Posted on:2014-03-11Degree:Ph.DType:Dissertation
University:University of California, DavisCandidate:de Wit, Joeri FrederikFull Text:PDF
GTID:1450390005991576Subject:Economics
Abstract/Summary:
"The Geysers" is a geothermal steam to electricity field in California. Over a period of 60 years, The Geysers has witnessed the entry/exit of multiple firms as total steam production grew, peaked, and then began to decline. Using a conceptual model for the extraction of steam from a vapor dominated geothermal reservoir I show that this pattern of field development may, to some extent, be a result of spatial externalities. Spatial externalities arise because fluids in the reservoir are mobile. Production and injection decisions of one well operator can affect the flow rate of wells owned by other operators. When independently profit maximizing operators fail to take into account interdependence between wells, they extract fluids at a rate which exceeds that which would have maximized field-wide profits.

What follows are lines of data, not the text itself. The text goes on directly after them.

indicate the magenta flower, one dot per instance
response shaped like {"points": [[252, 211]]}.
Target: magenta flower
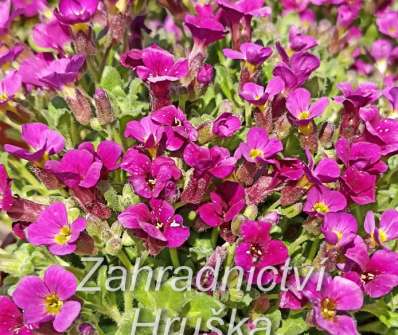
{"points": [[235, 10], [339, 228], [52, 229], [337, 295], [5, 190], [226, 125], [252, 53], [158, 225], [361, 95], [299, 41], [321, 200], [9, 86], [77, 168], [299, 107], [150, 178], [51, 35], [258, 95], [216, 160], [53, 74], [11, 320], [258, 250], [177, 128], [108, 153], [387, 23], [29, 8], [375, 274], [43, 140], [363, 156], [383, 131], [226, 203], [205, 27], [72, 11], [49, 298], [387, 229], [294, 71], [160, 66], [258, 146], [8, 55], [359, 186]]}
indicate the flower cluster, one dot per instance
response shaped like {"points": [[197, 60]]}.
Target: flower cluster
{"points": [[194, 133]]}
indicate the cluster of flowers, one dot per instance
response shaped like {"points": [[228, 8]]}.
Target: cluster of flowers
{"points": [[217, 176]]}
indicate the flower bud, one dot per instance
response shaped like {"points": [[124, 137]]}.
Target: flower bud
{"points": [[80, 106], [103, 107]]}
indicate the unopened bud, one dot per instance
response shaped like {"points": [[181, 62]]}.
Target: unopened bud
{"points": [[84, 43], [103, 107], [80, 106]]}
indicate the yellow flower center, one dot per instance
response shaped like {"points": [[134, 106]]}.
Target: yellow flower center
{"points": [[382, 236], [63, 236], [3, 96], [328, 309], [321, 207], [53, 304], [304, 115], [254, 153]]}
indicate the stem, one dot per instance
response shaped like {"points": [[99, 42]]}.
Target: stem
{"points": [[174, 258], [214, 236]]}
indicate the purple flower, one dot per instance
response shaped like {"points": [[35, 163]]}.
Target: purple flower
{"points": [[258, 250], [5, 190], [10, 54], [146, 132], [216, 160], [298, 105], [226, 125], [77, 168], [361, 95], [29, 8], [359, 186], [43, 140], [205, 74], [258, 95], [205, 27], [160, 66], [158, 225], [337, 295], [108, 153], [73, 11], [296, 70], [321, 200], [226, 203], [392, 96], [48, 298], [54, 74], [300, 42], [5, 16], [252, 53], [383, 131], [387, 23], [177, 128], [375, 274], [363, 156], [11, 320], [51, 35], [9, 86], [388, 226], [235, 10], [150, 178], [258, 146], [339, 228], [53, 230]]}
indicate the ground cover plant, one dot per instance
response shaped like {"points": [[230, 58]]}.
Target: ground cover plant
{"points": [[198, 167]]}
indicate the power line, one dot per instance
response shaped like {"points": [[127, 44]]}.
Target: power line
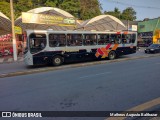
{"points": [[138, 6]]}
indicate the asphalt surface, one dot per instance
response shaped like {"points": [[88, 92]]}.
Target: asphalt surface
{"points": [[116, 86], [9, 67]]}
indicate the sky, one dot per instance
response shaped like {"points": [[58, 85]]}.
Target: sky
{"points": [[144, 8]]}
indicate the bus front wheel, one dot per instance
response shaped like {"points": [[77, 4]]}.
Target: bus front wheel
{"points": [[111, 55], [57, 60]]}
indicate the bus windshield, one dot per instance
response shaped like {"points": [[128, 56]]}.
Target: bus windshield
{"points": [[37, 42]]}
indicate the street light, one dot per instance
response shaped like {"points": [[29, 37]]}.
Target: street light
{"points": [[13, 33]]}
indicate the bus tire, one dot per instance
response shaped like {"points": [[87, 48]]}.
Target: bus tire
{"points": [[111, 55], [57, 60]]}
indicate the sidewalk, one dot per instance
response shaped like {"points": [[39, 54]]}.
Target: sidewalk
{"points": [[10, 59]]}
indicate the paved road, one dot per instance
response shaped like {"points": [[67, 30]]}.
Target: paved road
{"points": [[20, 66], [105, 87]]}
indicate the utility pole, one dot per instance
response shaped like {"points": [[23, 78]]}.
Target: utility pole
{"points": [[13, 32]]}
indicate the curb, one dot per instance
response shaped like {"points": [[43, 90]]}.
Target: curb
{"points": [[39, 70], [10, 60]]}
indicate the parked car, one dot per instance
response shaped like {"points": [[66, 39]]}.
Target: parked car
{"points": [[154, 48]]}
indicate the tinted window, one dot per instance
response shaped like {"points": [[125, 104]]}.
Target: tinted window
{"points": [[126, 38], [115, 38], [37, 42], [103, 39], [57, 40], [74, 39], [90, 39]]}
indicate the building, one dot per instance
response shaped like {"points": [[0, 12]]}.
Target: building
{"points": [[149, 30]]}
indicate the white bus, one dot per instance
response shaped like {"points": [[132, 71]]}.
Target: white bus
{"points": [[57, 47]]}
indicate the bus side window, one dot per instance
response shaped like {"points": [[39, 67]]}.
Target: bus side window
{"points": [[124, 41], [74, 39], [90, 39], [133, 38], [118, 38], [103, 39], [113, 38], [57, 40], [126, 38]]}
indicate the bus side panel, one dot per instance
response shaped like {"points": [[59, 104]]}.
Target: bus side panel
{"points": [[125, 50]]}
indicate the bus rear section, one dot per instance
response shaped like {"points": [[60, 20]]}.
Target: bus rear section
{"points": [[57, 47]]}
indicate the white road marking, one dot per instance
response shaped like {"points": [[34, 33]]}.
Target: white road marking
{"points": [[10, 59], [94, 75]]}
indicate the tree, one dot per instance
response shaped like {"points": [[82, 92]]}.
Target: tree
{"points": [[128, 14], [71, 6], [5, 8], [89, 9]]}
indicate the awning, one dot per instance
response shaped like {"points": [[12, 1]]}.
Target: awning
{"points": [[102, 23], [49, 11]]}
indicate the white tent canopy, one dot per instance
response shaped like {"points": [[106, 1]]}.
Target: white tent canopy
{"points": [[102, 23], [49, 11], [5, 24]]}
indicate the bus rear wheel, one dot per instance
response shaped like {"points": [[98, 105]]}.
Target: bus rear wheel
{"points": [[111, 55], [57, 60]]}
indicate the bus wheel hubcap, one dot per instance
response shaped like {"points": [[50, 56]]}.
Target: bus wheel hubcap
{"points": [[57, 60]]}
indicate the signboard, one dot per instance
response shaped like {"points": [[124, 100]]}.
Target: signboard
{"points": [[17, 30], [47, 19]]}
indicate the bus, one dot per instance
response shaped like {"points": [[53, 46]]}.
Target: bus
{"points": [[58, 47]]}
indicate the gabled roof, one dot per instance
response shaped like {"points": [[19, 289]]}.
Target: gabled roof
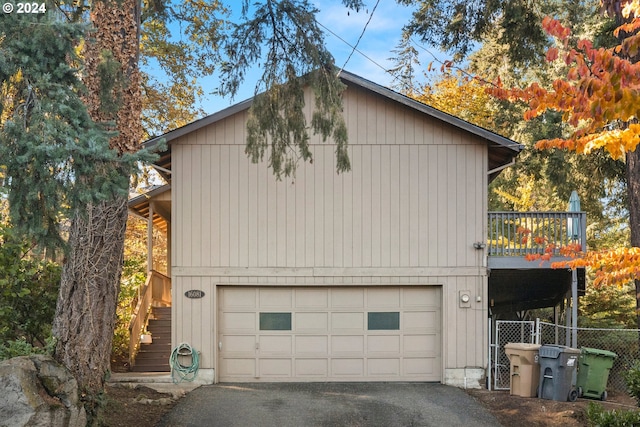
{"points": [[501, 150]]}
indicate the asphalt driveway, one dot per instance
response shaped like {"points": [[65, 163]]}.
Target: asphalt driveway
{"points": [[328, 404]]}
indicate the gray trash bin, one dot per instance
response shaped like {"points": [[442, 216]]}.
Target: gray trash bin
{"points": [[558, 366]]}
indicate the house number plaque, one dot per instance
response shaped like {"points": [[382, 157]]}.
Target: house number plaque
{"points": [[194, 293]]}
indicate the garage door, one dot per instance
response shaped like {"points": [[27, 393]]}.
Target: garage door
{"points": [[329, 334]]}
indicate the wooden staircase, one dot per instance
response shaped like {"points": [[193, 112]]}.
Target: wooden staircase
{"points": [[154, 357]]}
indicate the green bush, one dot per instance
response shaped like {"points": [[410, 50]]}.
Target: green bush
{"points": [[21, 347], [632, 378], [28, 292], [133, 278], [598, 417]]}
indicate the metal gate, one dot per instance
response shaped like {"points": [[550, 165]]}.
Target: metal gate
{"points": [[508, 331]]}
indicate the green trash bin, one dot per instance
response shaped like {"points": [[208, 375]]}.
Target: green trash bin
{"points": [[593, 372]]}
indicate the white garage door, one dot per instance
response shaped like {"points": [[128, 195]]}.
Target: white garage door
{"points": [[329, 334]]}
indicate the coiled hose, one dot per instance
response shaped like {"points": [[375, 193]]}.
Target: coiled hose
{"points": [[180, 372]]}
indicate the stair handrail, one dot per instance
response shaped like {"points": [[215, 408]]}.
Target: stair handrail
{"points": [[140, 318]]}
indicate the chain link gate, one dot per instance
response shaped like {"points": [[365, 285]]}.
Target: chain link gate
{"points": [[507, 331]]}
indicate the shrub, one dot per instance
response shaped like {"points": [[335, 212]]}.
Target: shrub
{"points": [[597, 416], [21, 347], [28, 292]]}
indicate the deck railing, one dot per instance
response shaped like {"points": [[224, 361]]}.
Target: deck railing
{"points": [[524, 233], [156, 289]]}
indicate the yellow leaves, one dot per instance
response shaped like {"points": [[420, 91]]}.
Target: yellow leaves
{"points": [[600, 88]]}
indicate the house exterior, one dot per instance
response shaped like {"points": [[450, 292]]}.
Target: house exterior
{"points": [[379, 274]]}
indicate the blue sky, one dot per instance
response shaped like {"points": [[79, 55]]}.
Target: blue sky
{"points": [[381, 37]]}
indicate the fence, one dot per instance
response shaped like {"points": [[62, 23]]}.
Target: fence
{"points": [[624, 342], [508, 331]]}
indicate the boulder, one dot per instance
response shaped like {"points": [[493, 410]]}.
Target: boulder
{"points": [[37, 391]]}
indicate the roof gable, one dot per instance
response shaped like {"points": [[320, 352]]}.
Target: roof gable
{"points": [[501, 150]]}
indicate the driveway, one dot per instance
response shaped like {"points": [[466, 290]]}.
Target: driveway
{"points": [[328, 404]]}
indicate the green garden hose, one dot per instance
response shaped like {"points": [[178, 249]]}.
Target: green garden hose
{"points": [[184, 372]]}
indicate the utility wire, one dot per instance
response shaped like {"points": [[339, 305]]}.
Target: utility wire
{"points": [[361, 34]]}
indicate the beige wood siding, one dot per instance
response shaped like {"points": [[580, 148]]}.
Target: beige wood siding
{"points": [[405, 203], [407, 214]]}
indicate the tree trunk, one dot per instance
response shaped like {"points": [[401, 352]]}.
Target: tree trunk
{"points": [[633, 188], [86, 309]]}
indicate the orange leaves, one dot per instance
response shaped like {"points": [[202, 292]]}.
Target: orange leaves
{"points": [[555, 28], [600, 88]]}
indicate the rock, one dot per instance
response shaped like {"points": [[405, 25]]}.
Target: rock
{"points": [[37, 391]]}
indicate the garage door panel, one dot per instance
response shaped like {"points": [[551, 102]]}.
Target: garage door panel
{"points": [[347, 344], [347, 298], [420, 366], [312, 368], [240, 368], [342, 322], [383, 367], [383, 344], [239, 343], [238, 298], [275, 344], [347, 367], [312, 345], [238, 322], [275, 368], [275, 298], [312, 298], [383, 298], [312, 322], [330, 334], [416, 297]]}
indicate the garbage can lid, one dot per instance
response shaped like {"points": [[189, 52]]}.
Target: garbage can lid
{"points": [[598, 352], [554, 350], [521, 346]]}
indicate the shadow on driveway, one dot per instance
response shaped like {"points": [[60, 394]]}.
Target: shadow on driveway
{"points": [[328, 404]]}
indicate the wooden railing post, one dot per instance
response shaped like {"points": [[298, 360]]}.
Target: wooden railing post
{"points": [[524, 233]]}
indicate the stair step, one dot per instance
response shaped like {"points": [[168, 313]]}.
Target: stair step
{"points": [[154, 357], [154, 368]]}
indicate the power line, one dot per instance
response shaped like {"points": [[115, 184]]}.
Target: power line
{"points": [[361, 34]]}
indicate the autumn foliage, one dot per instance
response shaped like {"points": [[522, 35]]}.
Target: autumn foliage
{"points": [[598, 97]]}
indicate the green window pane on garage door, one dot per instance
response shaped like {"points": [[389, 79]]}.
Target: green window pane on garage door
{"points": [[384, 321], [275, 321]]}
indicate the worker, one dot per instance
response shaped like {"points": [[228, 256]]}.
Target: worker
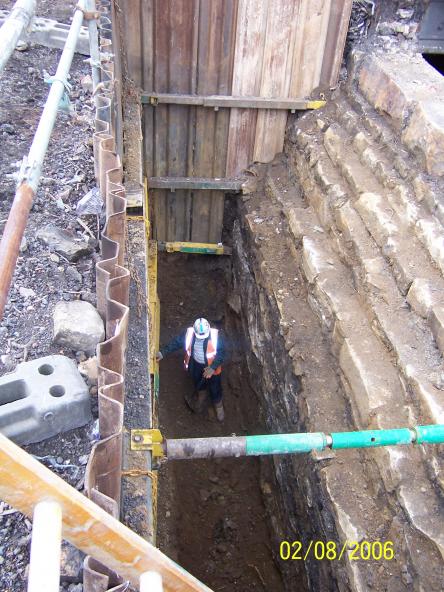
{"points": [[204, 353]]}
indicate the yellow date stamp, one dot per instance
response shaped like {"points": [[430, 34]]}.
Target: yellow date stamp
{"points": [[332, 551]]}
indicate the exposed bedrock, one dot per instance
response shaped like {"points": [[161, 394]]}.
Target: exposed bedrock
{"points": [[338, 283]]}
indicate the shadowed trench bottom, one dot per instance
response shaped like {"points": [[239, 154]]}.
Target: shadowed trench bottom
{"points": [[213, 515]]}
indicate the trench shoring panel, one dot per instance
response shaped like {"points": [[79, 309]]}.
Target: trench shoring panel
{"points": [[274, 48]]}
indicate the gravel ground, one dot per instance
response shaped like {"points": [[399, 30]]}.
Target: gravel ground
{"points": [[43, 277]]}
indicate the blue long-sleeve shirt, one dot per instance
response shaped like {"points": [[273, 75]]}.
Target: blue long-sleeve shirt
{"points": [[179, 343]]}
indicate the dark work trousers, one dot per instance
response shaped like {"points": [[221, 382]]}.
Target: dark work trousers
{"points": [[213, 385]]}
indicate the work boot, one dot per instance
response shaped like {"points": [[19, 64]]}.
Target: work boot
{"points": [[200, 401], [220, 413]]}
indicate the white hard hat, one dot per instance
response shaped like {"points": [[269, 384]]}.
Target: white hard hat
{"points": [[201, 328]]}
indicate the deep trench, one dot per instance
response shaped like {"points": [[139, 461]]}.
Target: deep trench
{"points": [[216, 518]]}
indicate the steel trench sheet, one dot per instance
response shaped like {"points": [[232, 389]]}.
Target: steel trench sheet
{"points": [[103, 472]]}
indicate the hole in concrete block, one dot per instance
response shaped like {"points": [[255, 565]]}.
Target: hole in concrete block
{"points": [[57, 390], [13, 391], [46, 369]]}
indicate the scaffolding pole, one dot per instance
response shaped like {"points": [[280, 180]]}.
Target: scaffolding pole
{"points": [[33, 163], [19, 18], [25, 483], [46, 549]]}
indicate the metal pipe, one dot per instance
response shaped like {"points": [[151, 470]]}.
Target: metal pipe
{"points": [[44, 567], [24, 482], [18, 19], [32, 164], [93, 44], [191, 448]]}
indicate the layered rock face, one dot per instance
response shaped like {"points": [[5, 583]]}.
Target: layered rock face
{"points": [[338, 282]]}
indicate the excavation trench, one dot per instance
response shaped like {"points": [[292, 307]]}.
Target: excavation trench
{"points": [[215, 517]]}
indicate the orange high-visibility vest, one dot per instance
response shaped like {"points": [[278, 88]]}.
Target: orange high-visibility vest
{"points": [[211, 347]]}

The welfare loss that arises from the negative externality manifests largely in the form of over-capitalization, the building of too many wells and power plants. Results from a well-level spatial econometric model indicate that interdependence between wells at The Geysers is substantial. These results warrant further investigation of the common property nature of geothermal resources and a regulatory framework to manage spatial externalities that can arise in them.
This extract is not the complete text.